Travel
3 min

Arrested in Tokyo — after asking for directions

In Japan you must carry your passport at all times

Don't find yourself lost and needing police assistance without your passport. Credit: Aude

A funny thing happened as I was walking down one of the main shopping streets in Tokyo. Like many travellers dazzled by the sights, sounds and the bustling city’s lights, I found myself disoriented as to where I was and where I needed to go. Little did I realize that in the next couple of minutes I would commit a crime that would see me detained for three hours in a Japanese police station.

My crime was to accept assistance from a police officer by asking for directions. Well, it wasn’t actually asking for directions that landed me in hot water, but it was the catalyst that would send me on a journey, which included interrogation, a strip search, being lost in translation and a lesson in penmanship. The police officer, in his role of protecting the Japanese public and promoting tourism in his nation, was fulfilling his duty to verify identity and ensure that the country is free of illegal aliens.

I, like most travellers, once I have cleared immigration and customs, usually lock up my passport in the hotel safe or leave it on board my cruise ship, as my passport is one of my most valuable possessions when I’m travelling. To lose or have your passport stolen is a nightmare. It effectively clips your wings and prevents you leaving the country. To get a replacement passport can take days or weeks, depending on where you are. In Japan, however, visitors are required by law to carry a passport (or, for foreign nationals living in Japan, an alien registration card) at all times. It is your responsibility to know this law, as it is not documented on the landing cards for Japan, nor is there signage or communication about the law at customs and immigration upon arrival. You just have to know.

A consular advisor at the Canadian embassy in Tokyo says, “It is a rare but not uncommon occurrence for foreigners residing in or visiting Japan [to be asked for identity documentation and to be detained when it’s not provided]. From previous experience, the best course of action in this situation is to be cooperative and to give the police no grounds to prolong their check. If a person resists, is confrontational or refuses to cooperate, the individual may find themselves at a police station for several hours or a couple of days. Police can detain people for up to three days ‘on suspicion,’ and we have had several reports of Canadians detained simply because they refused to present their identity documents and resisted the police. Regulations concerning non-nationals are sovereign rights-of-states; as such, Japanese police officers are authorized to ask foreigners to produce their passport or proof of residency in Japan as part of their responsibility to protect Japan’s safety and to enforce Japan’s immigration laws.”

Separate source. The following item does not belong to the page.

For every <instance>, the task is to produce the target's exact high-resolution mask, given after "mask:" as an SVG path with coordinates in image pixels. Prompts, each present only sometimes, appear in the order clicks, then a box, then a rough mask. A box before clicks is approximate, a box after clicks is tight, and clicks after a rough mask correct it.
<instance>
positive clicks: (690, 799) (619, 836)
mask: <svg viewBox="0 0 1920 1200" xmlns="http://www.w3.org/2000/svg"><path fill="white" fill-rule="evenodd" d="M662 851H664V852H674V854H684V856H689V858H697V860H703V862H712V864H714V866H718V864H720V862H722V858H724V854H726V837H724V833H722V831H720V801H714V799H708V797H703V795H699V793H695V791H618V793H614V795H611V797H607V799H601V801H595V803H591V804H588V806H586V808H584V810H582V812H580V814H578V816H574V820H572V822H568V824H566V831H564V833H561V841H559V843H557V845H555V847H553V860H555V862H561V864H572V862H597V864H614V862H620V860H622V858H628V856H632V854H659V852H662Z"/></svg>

Is Japan an isolated incident or is this more common than I had thought? As it turns out, according to a spokesperson from Canada’s Department of Foreign Affairs, “There are a certain number of countries that require foreign nationals to carry either their passport (original or photocopy, in accordance of the local laws) or an identification issued by the local authorities in case the said foreign nationals reside in the country. Examples of such countries are France, Germany, Belgium and Thailand. If that is the case, Department of Foreign Affairs’ Travel Advisory indicates so in its ‘Laws & Culture’ section [found within each country’s Travel Advice and Advisories section] on travel.gc.ca. We would also suggest people register with Registration of Canadians Abroad (ROCA). It is a free service offered by Foreign Affairs that keeps Canadian travellers connected to Canada in case of an emergency abroad, such as an earthquake or civil unrest, or an emergency at home.”

So as you plan your sun, beach or mountain escapes this fall and winter, make sure you take the extra time to visit travel.gc.ca and review your destination’s “Laws & Culture” section so you can skip an unwanted visit to a prison cell and a behind-the-scenes tour of a foreign police station. Though the experience of spending three hours with the police — waiting for my passport to arrive at the station, being interrogated by five different officers and having to write a letter of apology to the Government of Japan, promising to always carry my passport while in Japan — was interesting and makes for a good story, it is not something I would recommend.